Megan, a 31-year-old associate at a large law firm in Washington, told of her frustration when she ended up overseeing a case because of a senior lawyer’s part-time schedule. “She swooped in at the last minute and took all the credit,” Megan told the Times. Megan did appreciate gaining experience, but she wishes the senior lawyer had been more forthcoming. “If the woman I was working with had said to me, ‘I’m going to be checked out, can you run everything?’ I would have been fine with that,” Megan said.

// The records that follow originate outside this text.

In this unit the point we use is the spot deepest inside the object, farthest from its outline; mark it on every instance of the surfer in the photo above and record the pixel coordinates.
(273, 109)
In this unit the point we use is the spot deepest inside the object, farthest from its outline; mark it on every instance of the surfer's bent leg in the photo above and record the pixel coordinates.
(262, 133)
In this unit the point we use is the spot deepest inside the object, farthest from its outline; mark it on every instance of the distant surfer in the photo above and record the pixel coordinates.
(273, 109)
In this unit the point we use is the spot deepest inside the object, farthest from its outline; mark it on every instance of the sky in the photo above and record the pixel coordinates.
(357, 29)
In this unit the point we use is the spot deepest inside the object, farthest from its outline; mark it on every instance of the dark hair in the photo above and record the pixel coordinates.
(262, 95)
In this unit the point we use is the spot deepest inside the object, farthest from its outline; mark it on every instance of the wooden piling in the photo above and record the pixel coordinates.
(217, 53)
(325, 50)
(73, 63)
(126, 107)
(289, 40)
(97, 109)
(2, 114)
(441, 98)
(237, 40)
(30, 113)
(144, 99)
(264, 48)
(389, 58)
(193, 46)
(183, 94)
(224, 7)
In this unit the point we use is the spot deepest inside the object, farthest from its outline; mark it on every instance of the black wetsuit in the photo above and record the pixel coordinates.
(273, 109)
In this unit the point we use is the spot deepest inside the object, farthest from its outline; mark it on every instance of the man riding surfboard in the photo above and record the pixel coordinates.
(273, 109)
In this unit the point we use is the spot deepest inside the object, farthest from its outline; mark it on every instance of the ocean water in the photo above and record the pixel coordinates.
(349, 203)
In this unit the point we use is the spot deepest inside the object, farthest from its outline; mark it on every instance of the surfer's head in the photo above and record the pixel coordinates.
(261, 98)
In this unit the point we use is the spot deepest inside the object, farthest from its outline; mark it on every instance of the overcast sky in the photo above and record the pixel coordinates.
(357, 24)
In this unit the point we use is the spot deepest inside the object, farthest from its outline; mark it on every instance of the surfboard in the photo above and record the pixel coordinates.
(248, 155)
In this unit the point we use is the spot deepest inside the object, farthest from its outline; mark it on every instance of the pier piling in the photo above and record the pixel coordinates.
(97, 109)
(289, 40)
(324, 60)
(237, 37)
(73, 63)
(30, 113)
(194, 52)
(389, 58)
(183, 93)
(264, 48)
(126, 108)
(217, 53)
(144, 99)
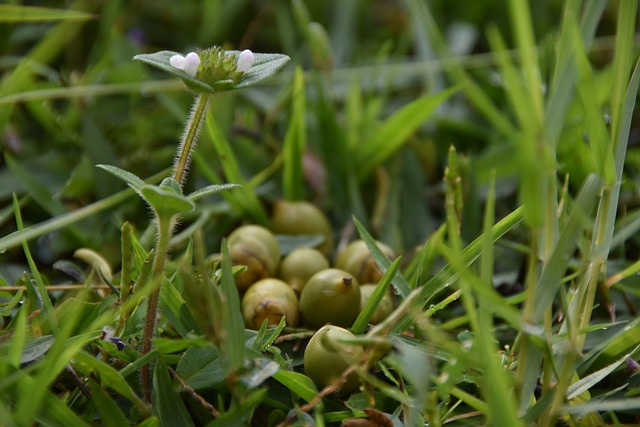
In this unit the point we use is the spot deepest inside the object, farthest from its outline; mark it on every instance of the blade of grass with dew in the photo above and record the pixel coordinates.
(399, 282)
(394, 131)
(110, 413)
(498, 386)
(40, 290)
(109, 377)
(422, 17)
(233, 345)
(295, 141)
(47, 48)
(167, 404)
(403, 316)
(13, 13)
(366, 312)
(69, 218)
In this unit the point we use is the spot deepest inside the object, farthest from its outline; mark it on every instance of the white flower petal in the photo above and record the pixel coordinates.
(191, 63)
(245, 60)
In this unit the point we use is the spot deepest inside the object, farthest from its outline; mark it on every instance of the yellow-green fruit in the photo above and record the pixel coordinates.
(384, 308)
(270, 300)
(299, 265)
(326, 358)
(357, 260)
(330, 296)
(256, 248)
(302, 218)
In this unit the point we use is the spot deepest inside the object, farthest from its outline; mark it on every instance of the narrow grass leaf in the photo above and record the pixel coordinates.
(167, 404)
(242, 413)
(550, 279)
(584, 384)
(245, 196)
(367, 312)
(298, 383)
(110, 413)
(13, 13)
(233, 344)
(41, 290)
(448, 275)
(399, 282)
(393, 133)
(36, 189)
(295, 141)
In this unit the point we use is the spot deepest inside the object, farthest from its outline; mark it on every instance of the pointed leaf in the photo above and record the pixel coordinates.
(299, 384)
(210, 189)
(134, 182)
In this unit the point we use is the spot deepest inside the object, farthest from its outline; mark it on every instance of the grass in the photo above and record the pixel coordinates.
(497, 158)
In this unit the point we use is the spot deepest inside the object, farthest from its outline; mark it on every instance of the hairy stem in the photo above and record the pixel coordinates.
(162, 245)
(165, 231)
(190, 137)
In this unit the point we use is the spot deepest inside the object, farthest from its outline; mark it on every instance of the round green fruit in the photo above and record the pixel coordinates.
(301, 217)
(257, 249)
(330, 296)
(270, 300)
(326, 358)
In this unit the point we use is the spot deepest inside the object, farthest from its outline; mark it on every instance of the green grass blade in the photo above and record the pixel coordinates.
(233, 344)
(69, 218)
(41, 291)
(167, 404)
(366, 312)
(13, 13)
(393, 133)
(110, 413)
(245, 196)
(399, 283)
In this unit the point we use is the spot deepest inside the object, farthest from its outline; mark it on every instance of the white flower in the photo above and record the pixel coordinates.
(189, 64)
(245, 60)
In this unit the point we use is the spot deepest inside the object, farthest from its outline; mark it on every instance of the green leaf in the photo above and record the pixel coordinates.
(108, 376)
(266, 65)
(164, 201)
(390, 136)
(167, 405)
(241, 414)
(211, 189)
(201, 367)
(17, 13)
(134, 181)
(110, 414)
(299, 384)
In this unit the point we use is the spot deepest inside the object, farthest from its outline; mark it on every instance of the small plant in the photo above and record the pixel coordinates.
(205, 73)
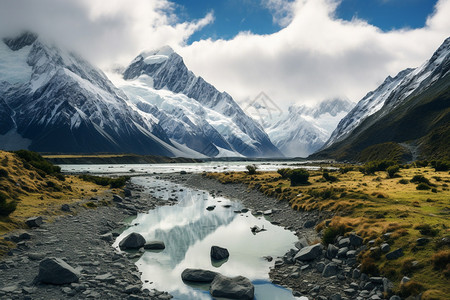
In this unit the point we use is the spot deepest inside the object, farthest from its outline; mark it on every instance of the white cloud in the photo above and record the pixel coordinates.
(316, 56)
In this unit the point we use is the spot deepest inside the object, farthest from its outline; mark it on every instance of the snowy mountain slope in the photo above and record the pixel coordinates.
(415, 112)
(193, 112)
(63, 104)
(393, 92)
(303, 130)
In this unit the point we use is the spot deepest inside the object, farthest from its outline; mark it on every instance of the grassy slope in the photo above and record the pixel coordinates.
(37, 195)
(371, 206)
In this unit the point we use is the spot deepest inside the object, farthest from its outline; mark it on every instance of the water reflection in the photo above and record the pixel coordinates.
(189, 231)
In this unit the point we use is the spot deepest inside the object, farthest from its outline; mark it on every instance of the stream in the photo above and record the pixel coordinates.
(189, 230)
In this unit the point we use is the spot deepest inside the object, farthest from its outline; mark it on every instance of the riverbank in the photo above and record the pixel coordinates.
(83, 239)
(304, 278)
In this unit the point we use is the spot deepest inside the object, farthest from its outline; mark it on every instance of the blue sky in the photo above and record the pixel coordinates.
(234, 16)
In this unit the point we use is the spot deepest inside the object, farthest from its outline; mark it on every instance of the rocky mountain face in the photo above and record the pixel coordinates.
(412, 109)
(60, 103)
(193, 113)
(304, 130)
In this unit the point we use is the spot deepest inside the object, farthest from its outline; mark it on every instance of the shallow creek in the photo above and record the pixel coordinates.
(189, 230)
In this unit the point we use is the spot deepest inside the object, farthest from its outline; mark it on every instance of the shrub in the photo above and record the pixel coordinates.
(104, 181)
(3, 173)
(37, 161)
(251, 169)
(285, 172)
(426, 229)
(6, 207)
(374, 166)
(440, 165)
(422, 186)
(329, 177)
(392, 171)
(299, 176)
(421, 179)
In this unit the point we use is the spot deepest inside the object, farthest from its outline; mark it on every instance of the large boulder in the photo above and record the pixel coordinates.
(219, 253)
(34, 222)
(198, 275)
(132, 241)
(56, 271)
(233, 288)
(309, 253)
(154, 245)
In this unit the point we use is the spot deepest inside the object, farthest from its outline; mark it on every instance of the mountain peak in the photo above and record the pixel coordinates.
(26, 38)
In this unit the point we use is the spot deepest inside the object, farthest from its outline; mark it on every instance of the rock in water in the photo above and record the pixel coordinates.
(132, 241)
(155, 245)
(219, 253)
(233, 288)
(198, 275)
(34, 222)
(309, 253)
(56, 271)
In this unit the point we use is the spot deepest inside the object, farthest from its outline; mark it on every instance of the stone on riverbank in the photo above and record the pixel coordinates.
(309, 253)
(155, 245)
(132, 241)
(34, 222)
(198, 275)
(233, 288)
(219, 253)
(56, 271)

Deborah Epstein Henry, founder of Flex-Time Lawyers, tells the Times that resentment among those forced to pick up the slack is common. “It’s the reason that a lot of work-life balance programs fail,” Henry says. “In an ideal world, no one else is saddled with more work if their colleague works a reduced schedule.” To make that happen, firms should assign one person to keep track of flex-time schedules and oversee staffing, she said.

The Times identifies a second issue: “Who, if anyone, has the work-life balance higher ground: The mother with three children, the son taking care of elderly parents, or the 20-something who is learning Mandarin once a week? And should the reasons even matter and be brought to the table in the first place?”

The answer is no, according to Cali Williams Yost, chief executive of Flex + Strategy Group/Work + Life Fit. She tells the Times her advice is “to remove the why.”